Page MenuHomePhabricator

eqiad: replacement tin/deployment server
Closed, ResolvedPublic

Description

This task is covering the request of hardware to replace tin. Tin is currently the deployment server in eqiad, but as reflected on T174449, currently has a bad disk.

Tin went out of warranty on 2015-08-29. It has cabled, not hot swap disks, so the disk replacement would require downtime. Additionally, tin is using an older H310 hw raid controller. We no longer use these, as they are not wholly reliable. When we did use them, we would put them into passthrough mode, and not rely on the hw raid. It seems this was setup prior to all of those changes, since it is using hw raid on a cruddy H310 controller.

Requesting approval to use a shelf spare as a replacement server. This will allow us to image a new deployment server and get all the data there before shutting down tin.

Tin has very, very modest hardware. A single Intel(R) Xeon(R) CPU E5-2420 (1.9GHz/6 cores), 16GB RAM, and dual 500GB disks in a raid1 mirror. The small requirements could even be viable for a ganeti instance, but I'm not certain we want our deployment system to reside within a ganeti VM. (Though if it can, this may be the ideal time to do so, due to hw failure.)

At the time of this task creation, there were 6 spare systems in eqiad for assignment.
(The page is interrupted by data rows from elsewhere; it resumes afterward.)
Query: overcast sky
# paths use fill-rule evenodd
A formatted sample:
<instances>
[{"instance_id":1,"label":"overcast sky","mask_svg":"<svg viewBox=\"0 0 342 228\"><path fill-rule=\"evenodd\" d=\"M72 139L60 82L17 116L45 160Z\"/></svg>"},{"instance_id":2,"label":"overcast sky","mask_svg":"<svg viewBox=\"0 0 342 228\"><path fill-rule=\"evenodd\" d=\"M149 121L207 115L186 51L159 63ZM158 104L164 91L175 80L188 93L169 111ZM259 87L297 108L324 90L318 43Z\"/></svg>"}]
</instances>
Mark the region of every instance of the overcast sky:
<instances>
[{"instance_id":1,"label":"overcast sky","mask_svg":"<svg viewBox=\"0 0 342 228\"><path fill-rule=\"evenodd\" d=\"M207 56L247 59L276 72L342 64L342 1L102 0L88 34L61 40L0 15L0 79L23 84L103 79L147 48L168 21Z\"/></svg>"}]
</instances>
wmf4660 (was restbase1005) warranty end: 2018-02-05 HP Proliant DL360 Intel® Xeon® Processor E5-2450 v2 (2.50 GHz / 8 cores), 64GB RAM, no disks, system has 4 bays, but only 3 disk sleds installed
WMF4727 warranty end: 2018-12-05 Dell PoweEdge R430 Intel® Xeon® Processor E5- 2623 V3 (3.00/4) 32GB RAM, (4) 4TB SATA
wmf4748 warranty end: 2019-03-24 Dell PoweEdge R430 Intel Xeon E5-2640 v3 (2.60/8) 64GB RAM, (2) 1TB SATA

The last system has 3 other systems identical to it (so there are a total of 6 spare systems, where 4 of them are identical (including wmf4748). I'd recommend either wmf4748, or addign disks in and using wmf4660.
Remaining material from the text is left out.